Ein raffinierter Anwalt holt jeden heraus, so lautet ein Klischee.

Das stimmt nicht. Auch bei der Justiz gilt die Devise: Lügen haben kurze Beine. Eine schlaue Verteidigungsstrategie oder ein brillantes Plädoyer allein haut noch keinen Klienten heraus.

Das angelsächsisch geprägte Bild vom plädierenden Strafverteidiger vor den Geschworenen ist also ein Klischee, das nicht alles abdeckt?

Viele Fälle enden tatsächlich nie vor Gericht, da durch vorgängige Beratung des Klienten Schwierigkeiten oder Streitigkeiten zwischen Einzelpersonen oder Unternehmen vermieden werden.

Das Strafrecht ist nur ein Teilgebiet. Wozu brauche ich bei anderen Rechtsfragen einen Anwalt?

Bei allen wichtigen Fragen im Leben, wenn man etwa ein Unternehmen gründet oder bei einem Erbfall. Oft sehen wir Verträge mit ungeschickten Formulierungen, bei denen wir denken: Die hätten gescheiter vorher einen Anwalt gefragt, dann wären sie nicht in diese fatale Lage hineingeschlittert.

Viele Leute überlegen sich zweimal, ob sie vor Gericht gehen, weil sie Angst vor den hohen Kosten haben.

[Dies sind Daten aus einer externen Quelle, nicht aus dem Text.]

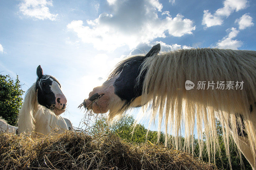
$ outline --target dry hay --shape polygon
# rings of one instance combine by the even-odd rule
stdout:
[[[3,169],[212,169],[187,153],[150,143],[136,145],[109,134],[82,132],[32,139],[0,133]]]

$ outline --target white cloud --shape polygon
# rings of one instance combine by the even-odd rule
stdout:
[[[169,2],[172,3],[172,4],[173,5],[175,3],[175,0],[169,0]]]
[[[214,25],[221,25],[223,20],[221,17],[219,16],[214,16],[209,12],[209,10],[204,11],[203,17],[203,25],[206,25],[207,27],[210,27]]]
[[[209,10],[204,11],[202,24],[206,27],[221,25],[224,19],[228,17],[235,11],[244,9],[248,6],[247,0],[225,0],[223,7],[217,10],[212,14]]]
[[[190,49],[193,47],[186,45],[182,46],[177,44],[173,44],[171,45],[166,44],[162,41],[154,41],[149,43],[141,43],[138,45],[136,47],[132,50],[129,55],[137,55],[138,54],[146,54],[148,52],[152,47],[157,44],[160,43],[161,46],[161,51],[167,52],[174,51],[181,48]]]
[[[4,52],[4,47],[3,46],[0,44],[0,53],[3,53]]]
[[[159,18],[157,12],[163,5],[157,0],[108,2],[112,7],[111,13],[102,13],[86,23],[73,20],[67,25],[82,41],[92,43],[98,50],[111,51],[125,45],[131,49],[168,33],[175,37],[191,34],[196,29],[192,20],[180,14],[173,18]]]
[[[240,30],[244,30],[254,25],[252,22],[252,18],[248,13],[244,14],[239,19],[236,19],[235,23],[238,24]]]
[[[19,4],[20,11],[24,15],[39,19],[56,20],[58,14],[51,14],[48,6],[52,6],[52,1],[47,0],[22,0]]]
[[[237,39],[233,39],[236,36],[239,31],[235,28],[228,29],[226,31],[228,34],[217,43],[217,47],[221,48],[229,48],[236,50],[241,46],[243,43]]]

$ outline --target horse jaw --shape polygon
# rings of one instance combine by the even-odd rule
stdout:
[[[94,88],[89,94],[89,97],[85,101],[87,109],[92,109],[95,113],[106,113],[109,110],[109,101],[113,96],[115,95],[114,94],[114,91],[115,88],[112,85],[107,86],[102,85]],[[100,97],[93,101],[91,100],[92,99],[90,98],[96,93]]]
[[[52,111],[53,111],[54,114],[55,114],[55,115],[56,116],[59,116],[65,112],[65,109],[63,110],[60,110],[55,108],[52,110]]]

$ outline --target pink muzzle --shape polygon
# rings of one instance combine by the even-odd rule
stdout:
[[[67,99],[63,94],[58,94],[55,96],[55,107],[58,109],[65,109],[67,106]]]

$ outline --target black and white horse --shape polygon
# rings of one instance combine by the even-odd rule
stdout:
[[[256,52],[205,48],[159,54],[160,49],[158,44],[145,55],[119,63],[107,81],[90,93],[84,107],[95,113],[109,111],[111,121],[129,108],[142,106],[151,122],[157,117],[159,124],[164,121],[165,144],[172,134],[177,149],[183,124],[185,145],[193,150],[196,123],[201,154],[204,133],[213,158],[219,148],[217,117],[227,155],[232,137],[256,169]],[[223,83],[226,86],[220,88]],[[191,88],[186,89],[187,85]]]
[[[19,133],[41,137],[72,130],[70,121],[59,116],[65,111],[67,102],[60,84],[52,76],[44,75],[40,65],[36,74],[36,81],[26,92],[19,113]]]

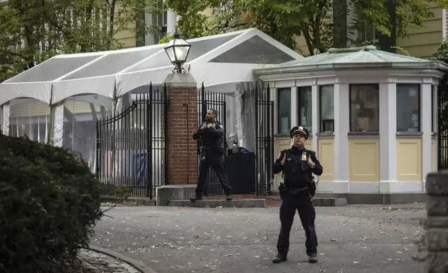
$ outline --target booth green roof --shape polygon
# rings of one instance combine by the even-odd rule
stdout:
[[[439,61],[415,58],[378,50],[374,45],[331,48],[326,53],[301,60],[284,63],[269,68],[257,69],[257,74],[304,70],[350,68],[419,68],[448,71],[448,65]]]

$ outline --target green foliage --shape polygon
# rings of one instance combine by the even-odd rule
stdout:
[[[353,45],[365,40],[353,38],[355,31],[376,31],[390,36],[392,26],[387,12],[392,1],[397,8],[397,36],[406,37],[409,28],[420,28],[426,19],[434,17],[426,1],[420,0],[353,0],[349,2],[346,16],[353,13],[348,29]],[[445,8],[448,0],[435,2]],[[186,38],[230,32],[257,27],[291,49],[296,49],[296,36],[303,36],[310,54],[322,53],[333,45],[333,0],[166,0],[181,20],[177,26]],[[215,10],[208,18],[202,13],[206,9]],[[367,43],[371,44],[369,41]]]
[[[102,216],[87,164],[61,148],[0,134],[0,272],[53,272],[87,246]]]
[[[0,82],[60,54],[122,47],[117,33],[154,33],[157,0],[8,0],[0,3]]]

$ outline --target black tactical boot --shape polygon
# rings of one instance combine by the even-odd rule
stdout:
[[[198,194],[198,193],[196,193],[194,196],[193,196],[193,197],[191,197],[190,198],[190,201],[191,202],[194,202],[194,201],[200,201],[200,200],[202,200],[202,195],[201,194]]]
[[[287,258],[287,254],[278,253],[275,256],[275,258],[274,258],[274,259],[272,260],[272,263],[280,263],[287,260],[288,260],[288,258]]]
[[[312,254],[308,256],[308,261],[311,263],[317,263],[317,254]]]

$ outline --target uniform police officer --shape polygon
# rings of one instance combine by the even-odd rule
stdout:
[[[224,153],[223,137],[224,127],[216,121],[216,110],[209,109],[205,114],[206,121],[199,125],[193,134],[193,139],[202,139],[201,161],[199,166],[199,177],[195,194],[190,200],[192,202],[202,199],[202,191],[205,186],[205,179],[211,166],[219,179],[226,194],[226,199],[232,200],[232,188],[227,182],[227,175],[224,168]]]
[[[279,187],[282,198],[280,209],[282,226],[277,242],[278,254],[273,262],[278,263],[287,260],[289,233],[297,210],[305,230],[309,261],[317,263],[316,212],[312,200],[316,187],[312,173],[321,175],[323,168],[316,157],[316,153],[304,147],[308,139],[308,130],[302,126],[294,127],[289,134],[294,141],[292,147],[281,151],[272,166],[274,173],[282,172],[284,181]]]

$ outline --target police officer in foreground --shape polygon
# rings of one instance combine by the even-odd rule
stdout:
[[[289,135],[294,141],[292,147],[281,151],[272,166],[274,173],[283,173],[284,181],[279,187],[282,198],[280,209],[282,226],[277,242],[278,254],[273,262],[278,263],[287,260],[289,233],[297,210],[305,230],[305,244],[309,261],[317,263],[317,236],[314,228],[316,212],[312,204],[316,185],[312,173],[321,175],[323,168],[316,157],[316,153],[304,146],[309,136],[306,128],[294,127]]]
[[[216,114],[215,109],[207,110],[205,114],[205,122],[200,125],[198,130],[193,134],[193,139],[201,139],[202,143],[198,186],[195,196],[190,198],[192,202],[202,200],[202,191],[210,166],[214,169],[219,182],[224,188],[226,200],[232,200],[232,188],[227,182],[224,168],[224,153],[225,152],[223,147],[224,127],[219,122],[216,121]]]

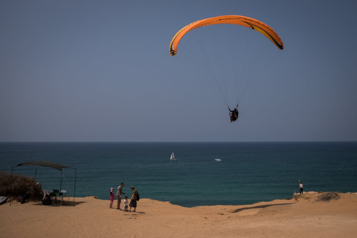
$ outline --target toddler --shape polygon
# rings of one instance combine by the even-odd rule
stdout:
[[[124,211],[128,211],[128,196],[125,196],[125,199],[124,200]]]

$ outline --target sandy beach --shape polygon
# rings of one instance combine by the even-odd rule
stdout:
[[[317,201],[321,194],[190,208],[142,198],[136,212],[110,209],[109,200],[93,197],[76,198],[75,202],[72,198],[61,206],[13,201],[11,206],[9,202],[0,206],[0,233],[37,238],[356,237],[357,194],[340,193],[338,199]]]

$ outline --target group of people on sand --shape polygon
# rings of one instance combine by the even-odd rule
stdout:
[[[120,210],[122,211],[122,209],[120,208],[120,203],[121,203],[121,197],[122,195],[123,194],[125,194],[125,193],[123,192],[123,187],[125,185],[125,183],[122,183],[120,184],[120,185],[118,187],[118,188],[117,189],[116,192],[116,198],[118,200],[117,203],[117,210]],[[137,198],[138,197],[138,193],[136,189],[135,189],[135,187],[134,186],[132,186],[130,187],[130,189],[133,191],[132,193],[131,194],[131,197],[130,197],[130,203],[129,203],[128,196],[125,196],[124,197],[124,199],[123,201],[123,203],[124,203],[124,211],[125,212],[131,212],[131,208],[134,208],[134,210],[133,212],[135,212],[136,209],[136,201],[137,201]],[[114,195],[114,189],[113,188],[110,188],[110,206],[109,207],[110,208],[113,208],[113,203],[114,202],[114,200],[115,199],[115,197]],[[129,207],[130,207],[130,210],[128,210],[128,204],[129,203]]]

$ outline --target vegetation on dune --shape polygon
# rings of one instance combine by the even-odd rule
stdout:
[[[42,186],[39,183],[36,184],[36,182],[33,178],[13,174],[11,185],[11,173],[0,171],[0,196],[9,198],[11,196],[13,201],[19,196],[28,193],[30,195],[28,200],[41,201],[43,198]]]
[[[340,194],[336,192],[327,192],[324,193],[317,197],[316,201],[323,201],[324,202],[330,202],[332,200],[337,200],[340,199],[341,197]]]

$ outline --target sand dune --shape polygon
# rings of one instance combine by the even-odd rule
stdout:
[[[316,201],[320,195],[305,192],[297,200],[191,208],[142,198],[136,212],[110,209],[109,200],[93,197],[72,199],[60,207],[13,202],[0,206],[0,233],[46,238],[356,237],[357,194]]]

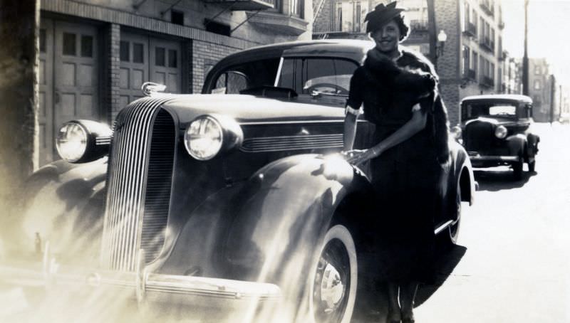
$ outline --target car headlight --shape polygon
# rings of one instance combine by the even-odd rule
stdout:
[[[190,122],[184,133],[186,151],[198,160],[209,160],[243,140],[242,128],[231,118],[203,115]]]
[[[494,135],[499,139],[503,139],[507,137],[507,128],[504,126],[498,126],[494,129]]]
[[[92,162],[108,152],[112,131],[106,125],[90,120],[73,120],[58,132],[56,147],[59,156],[71,163]]]

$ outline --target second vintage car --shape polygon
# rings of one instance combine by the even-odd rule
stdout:
[[[244,51],[211,70],[202,94],[147,84],[113,131],[63,125],[63,159],[30,179],[22,216],[24,236],[49,240],[46,277],[194,312],[250,309],[232,322],[350,322],[374,274],[364,263],[380,216],[367,174],[338,153],[348,80],[371,46]],[[358,125],[356,147],[368,147],[372,125]],[[475,181],[466,152],[450,144],[434,231],[455,243]]]
[[[519,95],[473,95],[461,101],[463,145],[474,167],[509,165],[521,179],[534,171],[540,137],[532,130],[532,100]]]

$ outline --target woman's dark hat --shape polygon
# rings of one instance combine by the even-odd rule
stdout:
[[[374,8],[374,10],[369,12],[366,17],[364,18],[364,21],[368,21],[366,25],[366,32],[371,33],[380,29],[384,24],[390,22],[390,20],[400,16],[400,14],[404,9],[401,8],[396,8],[396,1],[384,6],[384,4],[380,4]]]

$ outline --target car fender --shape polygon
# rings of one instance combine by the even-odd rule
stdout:
[[[73,258],[87,254],[81,248],[89,246],[98,253],[93,239],[100,239],[103,225],[106,172],[105,157],[77,164],[59,160],[33,173],[26,181],[21,216],[15,223],[22,238],[19,243],[24,250],[33,248],[38,233],[55,254]]]
[[[527,147],[527,136],[523,134],[517,134],[509,136],[505,139],[512,155],[522,155]]]
[[[306,263],[301,258],[287,261],[292,268],[281,264],[289,257],[312,256],[311,247],[339,203],[369,189],[366,176],[338,157],[305,154],[275,161],[239,187],[218,192],[218,197],[229,197],[227,203],[209,198],[195,210],[160,270],[256,281],[299,272],[299,264]],[[301,249],[307,252],[294,251]]]

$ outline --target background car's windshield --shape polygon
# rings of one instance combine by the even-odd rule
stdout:
[[[216,78],[212,93],[237,94],[247,88],[273,86],[279,58],[259,60],[230,66]]]
[[[516,119],[524,117],[525,112],[517,102],[500,103],[463,103],[461,107],[461,119],[468,120],[479,117],[504,117]]]

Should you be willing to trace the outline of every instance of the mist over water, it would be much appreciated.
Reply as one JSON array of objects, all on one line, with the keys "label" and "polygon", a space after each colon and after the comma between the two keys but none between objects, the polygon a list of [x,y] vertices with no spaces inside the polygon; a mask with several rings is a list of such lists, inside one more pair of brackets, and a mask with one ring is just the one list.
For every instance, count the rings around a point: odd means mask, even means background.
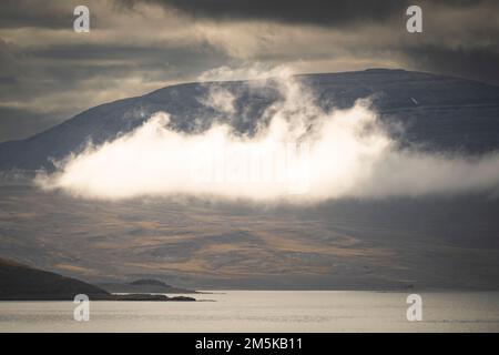
[{"label": "mist over water", "polygon": [[[134,131],[68,156],[35,182],[88,199],[187,194],[296,204],[498,190],[497,152],[470,158],[401,149],[368,101],[325,111],[296,78],[277,83],[281,99],[254,118],[254,134],[216,118],[187,134],[169,126],[167,112],[156,112]],[[198,98],[220,114],[237,114],[235,99],[222,88]]]}]

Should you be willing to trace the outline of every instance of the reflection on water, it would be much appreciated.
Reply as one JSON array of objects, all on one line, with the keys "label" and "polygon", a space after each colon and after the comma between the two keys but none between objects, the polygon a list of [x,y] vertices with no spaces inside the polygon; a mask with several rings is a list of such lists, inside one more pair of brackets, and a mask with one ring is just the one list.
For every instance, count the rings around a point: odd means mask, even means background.
[{"label": "reflection on water", "polygon": [[421,293],[422,321],[408,322],[408,293],[227,291],[215,302],[0,302],[0,332],[499,332],[499,292]]}]

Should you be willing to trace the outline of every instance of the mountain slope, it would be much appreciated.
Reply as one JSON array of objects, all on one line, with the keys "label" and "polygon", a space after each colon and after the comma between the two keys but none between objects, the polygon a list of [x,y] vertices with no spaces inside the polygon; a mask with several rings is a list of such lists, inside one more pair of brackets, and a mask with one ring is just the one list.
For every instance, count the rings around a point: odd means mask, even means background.
[{"label": "mountain slope", "polygon": [[110,294],[82,281],[0,258],[0,300],[73,300],[77,294],[105,298]]},{"label": "mountain slope", "polygon": [[[381,119],[403,122],[405,144],[430,150],[468,153],[499,148],[499,87],[475,81],[404,70],[373,69],[359,72],[299,75],[324,109],[352,106],[371,98]],[[189,83],[167,87],[138,98],[105,103],[22,141],[0,144],[0,170],[52,169],[59,160],[125,133],[156,111],[171,114],[171,125],[191,131],[200,120],[230,121],[238,131],[251,132],[279,93],[272,80],[254,88],[244,81]],[[237,99],[236,112],[224,116],[203,103],[210,90],[223,88]]]}]

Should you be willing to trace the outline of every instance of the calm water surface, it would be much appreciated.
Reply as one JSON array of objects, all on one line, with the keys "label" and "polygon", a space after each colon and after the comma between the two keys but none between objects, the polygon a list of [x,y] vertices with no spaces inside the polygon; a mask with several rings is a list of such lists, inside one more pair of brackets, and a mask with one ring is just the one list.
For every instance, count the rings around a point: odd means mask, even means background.
[{"label": "calm water surface", "polygon": [[408,322],[408,293],[224,291],[215,302],[0,302],[0,332],[499,332],[498,292],[431,292]]}]

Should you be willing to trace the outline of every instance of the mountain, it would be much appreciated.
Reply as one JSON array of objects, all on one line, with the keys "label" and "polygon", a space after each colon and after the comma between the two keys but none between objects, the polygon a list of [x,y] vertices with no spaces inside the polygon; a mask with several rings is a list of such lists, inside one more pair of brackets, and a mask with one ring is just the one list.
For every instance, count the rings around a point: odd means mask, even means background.
[{"label": "mountain", "polygon": [[[371,98],[381,120],[403,122],[404,144],[429,150],[480,153],[499,148],[499,87],[451,77],[405,70],[370,69],[358,72],[297,75],[315,92],[324,109],[348,108],[357,99]],[[236,112],[226,118],[203,103],[213,88],[234,93]],[[279,99],[276,83],[247,85],[245,81],[186,83],[142,97],[89,109],[44,132],[0,144],[0,170],[53,169],[59,160],[100,144],[140,125],[156,111],[171,114],[172,128],[192,131],[203,119],[230,120],[242,132],[252,132],[255,118]]]},{"label": "mountain", "polygon": [[106,291],[77,278],[0,258],[0,300],[2,301],[72,301],[78,294],[85,294],[90,300],[110,296]]},{"label": "mountain", "polygon": [[85,294],[92,301],[195,301],[149,293],[113,295],[80,280],[0,258],[0,301],[72,301]]}]

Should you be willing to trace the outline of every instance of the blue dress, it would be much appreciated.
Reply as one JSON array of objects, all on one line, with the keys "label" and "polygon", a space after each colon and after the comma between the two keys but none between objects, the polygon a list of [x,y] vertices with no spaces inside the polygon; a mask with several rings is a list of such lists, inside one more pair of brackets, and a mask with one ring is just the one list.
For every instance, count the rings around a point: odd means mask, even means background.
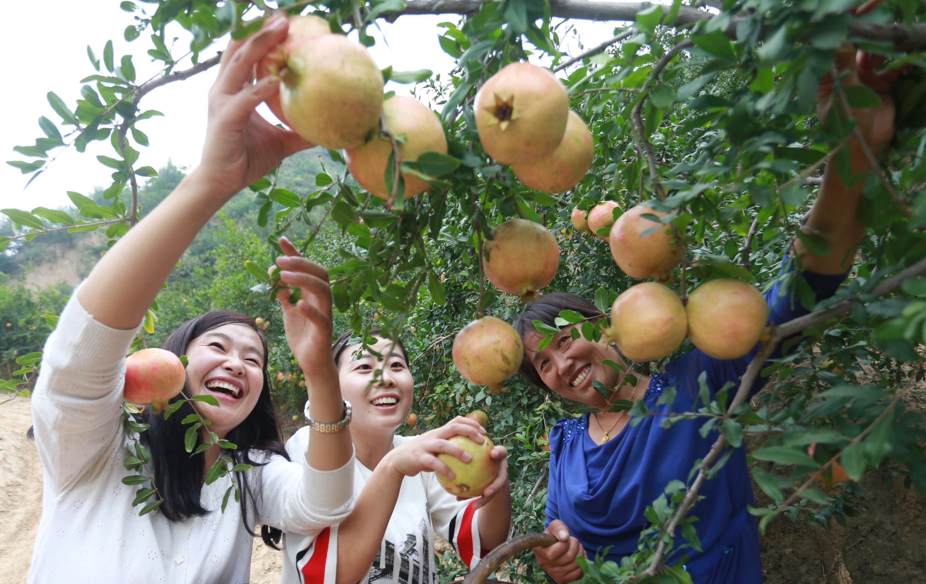
[{"label": "blue dress", "polygon": [[[793,269],[793,262],[785,258],[782,272]],[[818,300],[832,296],[845,278],[812,272],[804,272],[803,276]],[[790,290],[781,290],[781,284],[778,282],[765,295],[770,306],[769,320],[773,323],[807,312]],[[757,346],[739,359],[724,361],[694,349],[670,361],[665,373],[653,378],[644,403],[656,414],[693,411],[702,371],[707,373],[713,398],[714,391],[726,382],[738,383],[757,351]],[[780,356],[781,348],[771,358]],[[757,379],[750,395],[758,391],[765,381]],[[660,392],[669,386],[677,391],[674,403],[657,404]],[[619,565],[623,556],[636,552],[640,531],[649,525],[644,516],[646,507],[663,493],[669,481],[687,483],[694,461],[707,454],[718,437],[717,430],[701,437],[701,419],[682,420],[668,429],[660,426],[663,419],[661,416],[650,416],[636,426],[628,424],[604,444],[596,444],[589,437],[587,414],[560,419],[549,435],[546,525],[554,519],[565,523],[590,558],[600,553]],[[682,553],[689,555],[684,565],[695,584],[761,582],[758,530],[755,517],[746,511],[747,505],[755,505],[755,499],[745,450],[737,449],[717,476],[704,483],[699,494],[704,498],[689,516],[698,517],[694,525],[704,552],[686,548],[670,554],[668,563],[674,564]],[[682,543],[684,540],[678,535],[675,548]]]}]

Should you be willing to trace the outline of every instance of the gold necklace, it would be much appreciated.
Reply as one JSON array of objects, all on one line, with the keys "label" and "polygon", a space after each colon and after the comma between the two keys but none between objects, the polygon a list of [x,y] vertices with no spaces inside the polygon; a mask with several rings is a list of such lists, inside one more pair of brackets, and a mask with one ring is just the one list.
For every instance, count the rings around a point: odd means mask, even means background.
[{"label": "gold necklace", "polygon": [[[631,395],[631,401],[632,402],[633,401],[633,398],[636,397],[636,391],[637,391],[637,389],[639,387],[640,387],[640,382],[637,381],[637,384],[635,386],[633,386],[633,394]],[[605,442],[607,442],[609,440],[608,437],[607,437],[608,432],[610,432],[612,429],[614,429],[614,428],[620,422],[620,420],[622,420],[624,418],[624,414],[626,414],[626,413],[627,413],[627,410],[620,410],[620,416],[618,416],[618,419],[614,422],[614,425],[611,426],[610,428],[608,428],[607,430],[604,428],[601,427],[601,422],[598,421],[598,414],[597,413],[594,414],[594,423],[598,425],[598,429],[600,429],[602,432],[604,432],[604,434],[601,437],[601,443],[602,444],[604,444]]]}]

Klar ist, dass Reiche sich das Prozessieren in der Regel immer leisten können. Für Mittellose gibt es die unentgeltliche Rechtspflege, damit auch sie zu ihrem Recht kommen. Es ist aber wichtig, dass auch die Normalbürger, welche die Kostenrisiken selber tragen müssen, einen genügenden Zugang zum Recht haben. Ein hoher Gerichtskostenvorschuss für einen Prozess kann auch bei guten finanziellen Verhältnissen schnell zum Problem werden. Aktuell wird dieses Thema in Juristenkreisen diskutiert. Rechtsstaatlich heikel ist auch, dass sich Gerichte häufig aus dem Kostenvorschuss vorab bedienen und die obsiegende Partei dann ihre Ersatzforderungen bei der anderen Partei erst durchsetzen muss.

Welche Missstände im Recht würden Sie beheben, wenn Sie könnten?

Vom Paradies sind wir weit entfernt. Wir haben aber in der Schweiz ein gut funktionierendes Rechtssystem und einen guten Rechtsfrieden. Mir ist darum wichtig, dass der Respekt vor den Institutionen erhalten bleibt. Mir gefällt nicht, wenn US-Präsident Trump einen Richter als «so-called judge» beleidigt oder wenn Präsident Erdogan Richter und Anwälte verhaften lässt. Auch in der Schweiz gibt es Tendenzen, die Institutionen schlechtzureden und die Gewaltenteilung infrage zu stellen. Jede Instanz hat ihre Aufgabe, die Kompetenzen sollten austariert sein. Auch für diese Fragen der Rechtsstaatlichkeit setzen wir uns im BAV ein.

Die Digitalisierung verändert auch Ihren Beruf. Bald lassen sich Klienten von Dr. Google beraten. Es ist ein wenig wie bei den Ärzten: Die Patienten suchen im Internet und sagen dann dem Arzt, sie wüssten genau, welche Krankheit sie hätten. Auch im juristischen Bereich gibt es beispielsweise immer mehr Musterverträge im Web, an denen man sich bei einfacheren Problemen orientieren kann.

Werden sich kleinere, allgemein tätige Advokaturbüros halten können? Oder werden sie aufgefressen von grossen Wirtschaftskanzleien, die für jedes Problem einige Spezialisten auf Lager haben?

Es ist auch hier wie bei den Ärzten: Es braucht gute Allgemeinpraktiker, die als Hausärzte eine Triage vornehmen können. Die schwierigen Fälle überweisen sie an den Spezialisten. Aber auch bei den Allgemeinpraktikern des Rechts gilt es, die eigenen Grenzen zu kennen.

Sie haben Ihre Präsidentschaft soeben abgegeben an eine Frau. Ist das Zufall?

Nein. Es war mir wichtig, dass nach meiner Präsidentschaft eine Frau übernimmt. Andrea Lanz Müller ist bereits die zweite Frau an der Spitze des BAV. Das soll ein Signal sein. Zwar gibt es viele gute Juristinnen, doch als Partnerinnen oder Teilhaberinnen in Anwaltskanzleien sind sie noch zu selten. Das muss sich ändern. Weder Wirtschaft noch Anwälte können auf Frauen verzichten.